Arthur C. Clarke et le spirituel

~Cet article comprend des spoilers pour 2001 l'Odyssée de l'Espace, 2010 l'Odyssée deux et les Enfants d'Icare ainsi que certains éléments de scénario de la Cité et les Astres~



Arthur C. Clarke est l'un des auteurs de science-fiction les plus influents de tout le mouvement. Il fut l'un des auteurs qui établissent les bases de la science-fiction telle qu'on la connait aujourd'hui, avec des intentions plus cérébrales et philosophiques que ses prédécesseurs de la vague Pulp. Avec ses confrères de l'âge d'or, il mena la science-fiction dans une direction plus axée sur les sciences humaines, par ses romans de premier contact. Cet article se concentrera sur l'opinion de Clarke sur les religions, et son utilisation de concepts spirituels dans ses fictions, que l'on pourrait aussi qualifier d'étrange transhumanisme astral, entre un mysticisme de la raison stapledonien et du fantastique pur et dur.

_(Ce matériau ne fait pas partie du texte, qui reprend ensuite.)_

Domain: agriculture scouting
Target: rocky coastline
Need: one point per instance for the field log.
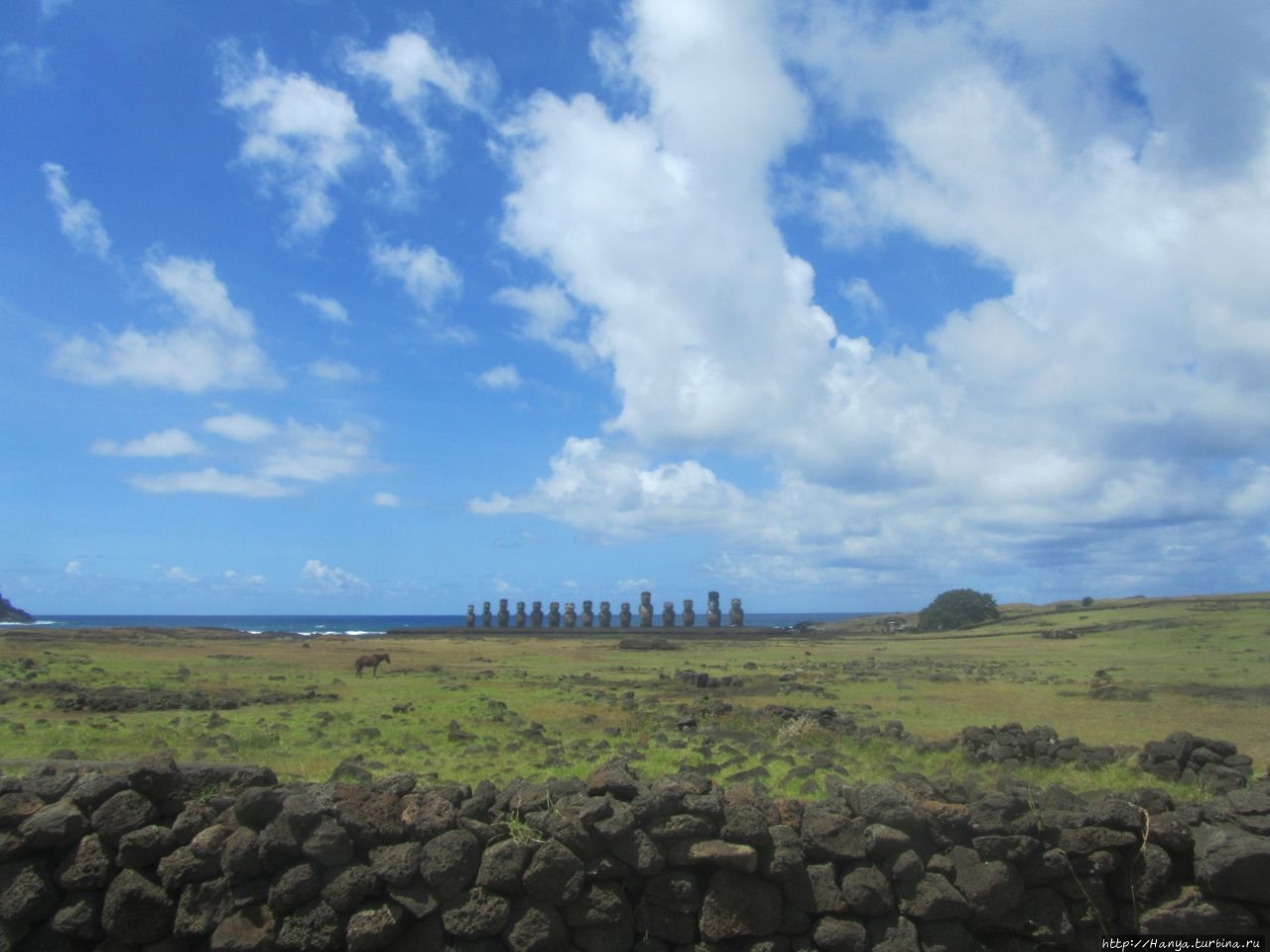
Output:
(13, 615)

Avant toute chose, il est important de clarifier les convictions de notre homme. Clarke a certes écrit de nombreuses œuvres de science-fiction arborant des airs de surnaturel, il n'empêche qu'il était un athée convaincu, et un sceptique tout ce qu'il y a de plus scientifique. Non seulement était-il athée, mais il avait aussi la religion en aversion, comme le démontre ses dires dans une interview avec le Popular Science magazine le 1er aout 2004:

“Religion is the most malevolent of all mind viruses. We should get rid of it as quick as we can.”

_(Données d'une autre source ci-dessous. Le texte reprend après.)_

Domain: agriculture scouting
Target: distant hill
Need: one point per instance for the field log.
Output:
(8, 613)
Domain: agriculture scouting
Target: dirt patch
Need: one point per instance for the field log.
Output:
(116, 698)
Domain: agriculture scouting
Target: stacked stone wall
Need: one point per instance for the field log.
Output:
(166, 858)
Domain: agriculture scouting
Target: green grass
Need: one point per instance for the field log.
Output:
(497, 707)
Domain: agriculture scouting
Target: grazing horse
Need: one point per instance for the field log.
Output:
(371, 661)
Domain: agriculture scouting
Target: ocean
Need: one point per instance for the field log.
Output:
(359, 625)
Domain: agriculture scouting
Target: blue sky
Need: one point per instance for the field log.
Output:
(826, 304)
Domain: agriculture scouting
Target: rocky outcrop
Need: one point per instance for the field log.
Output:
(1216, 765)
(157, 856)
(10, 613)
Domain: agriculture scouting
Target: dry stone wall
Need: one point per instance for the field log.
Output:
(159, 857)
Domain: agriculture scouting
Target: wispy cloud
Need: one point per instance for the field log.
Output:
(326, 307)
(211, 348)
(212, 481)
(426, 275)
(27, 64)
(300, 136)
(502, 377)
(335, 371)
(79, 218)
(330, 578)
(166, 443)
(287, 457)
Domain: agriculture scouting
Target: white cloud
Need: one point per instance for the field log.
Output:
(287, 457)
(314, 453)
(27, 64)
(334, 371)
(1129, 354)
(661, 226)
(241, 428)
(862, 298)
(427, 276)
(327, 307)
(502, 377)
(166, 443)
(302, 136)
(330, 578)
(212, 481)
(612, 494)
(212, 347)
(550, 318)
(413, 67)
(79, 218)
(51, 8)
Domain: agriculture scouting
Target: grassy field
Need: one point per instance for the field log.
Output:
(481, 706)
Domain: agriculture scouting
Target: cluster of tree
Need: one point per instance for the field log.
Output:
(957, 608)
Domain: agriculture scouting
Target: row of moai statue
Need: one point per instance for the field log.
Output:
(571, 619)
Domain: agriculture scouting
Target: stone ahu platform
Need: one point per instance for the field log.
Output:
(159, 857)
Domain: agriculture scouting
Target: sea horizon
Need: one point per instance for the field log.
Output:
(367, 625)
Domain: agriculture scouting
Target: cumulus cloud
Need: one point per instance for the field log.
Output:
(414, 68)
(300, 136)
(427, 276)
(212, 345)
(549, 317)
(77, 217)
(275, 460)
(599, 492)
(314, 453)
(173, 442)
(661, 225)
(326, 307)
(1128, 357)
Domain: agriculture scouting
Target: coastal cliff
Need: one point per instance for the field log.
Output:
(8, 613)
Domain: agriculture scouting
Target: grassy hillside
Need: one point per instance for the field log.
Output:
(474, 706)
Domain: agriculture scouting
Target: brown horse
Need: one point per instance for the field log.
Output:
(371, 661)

Pourtant, Clarke s'intéresse tout de même à la spiritualité, sous une forme plus primitive que celle que lui ont donnée les religions. En effets, Clarke semble passer le rasoir d'Ockham sur toutes ses inventions sciencefictionelle moindrement spirituelles. Loin de toutes religions organisées et de croyances théologiquement complexes, il se concentre sur une forme de spiritualité minimaliste, afin de n'être jamais trop loin de la réalité telle qu'on la perçoit. Pour expliquer cette nuance, George Barlow a pertinemment écrit ces mots:

« Ainsi, la position de Clarke sur la religion, éloignée de tout dogmatisme négatif aussi bien qu’affirmatif [...] est animée du même esprit que sa conception de la science et de la science-fiction telle qu’elle s’est déjà esquissé -ne laisser libre essor à l’imagination que si elle prend d’abord appui sur des connaissances solides. »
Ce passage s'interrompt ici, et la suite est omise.